The basic issue at the heart of this is that given an input statement like:
```
for(int ii = 0; ii < N; ii = doSomething(ii))
{ ... }
```
The continue clause (`ii = doSomething(ii)`) could expand into many instructions (across multiple blocks, if we inline), and there is in general no guarantee when we are done that we can package up that code as an expression and spit out a new `for` loop (the same basic argument applies to a `do { ... } while(someComplexExpression())`.
So, if we assume that in general we have to generate a full *statement* for the `continue` clause, what can we emit?
- We could try to "outline" the continue code into its own function, so that we can call it from an expression. That could work, but has high implementation complexity.
- We could introduce additional `bool` variables for control flow, outputting something like:
```
bool useContinueBlock = false;
for(;;) {
if(useContinueBlock) { <CONTINUE CODE>; }
useContinueBlock = true;
<LOOP TEST>
<LOOP BODY>
}
```
This works but user might balk at the extra variable we introduce.
- We could duplicate the code at each continue site. That is, we emit the loop as:
```
for(;;) {
<LOOP TEST>
<LOOP BODY>
<CONTINUE CODE>
}
```
but then whenever we'd like to emit `continue;` we instead emit `{ <CONTINUE CODE>; continue; }`.
This doesn't introduce any extra variables, but it causes code duplication (limited, if we don't have too many `continue` sites, and the continue clause is small - which are the common cases).

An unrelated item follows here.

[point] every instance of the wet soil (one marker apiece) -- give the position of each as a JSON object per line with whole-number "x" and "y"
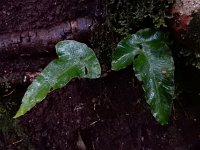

When I was initially working on the IR codegen I picked that last option just because it is what `fxc` seems to do, but I neglected to actually *implement* the special-case codegen for a `continue` instruction. This change addresses that (see `emit.cpp`).
Finally, once things were fixed the `continue` test case produced the results Yong told me to expect, but it also produced a warning from the downstream HLSL compiler ("hey, your loop doesn't ever actually *loop*!"), so I reworked the test back to one that actually loops (but still tests `continue`).
As a final aside in this essay of a commit message: the current IR representation of control flow uses special-case instructions for various cases of unconditional branch (and two variations on `if`), but these are not strictly necessary, and a future change will hopefully clean it up. The biggest catch in doing that is that it will require the IR->source codegen to carefully track which blocks represent which kinds of branch targets in context (e.g., you can't assume that a `continue` that nees the special handling above will appear as a distinct kind of instruction).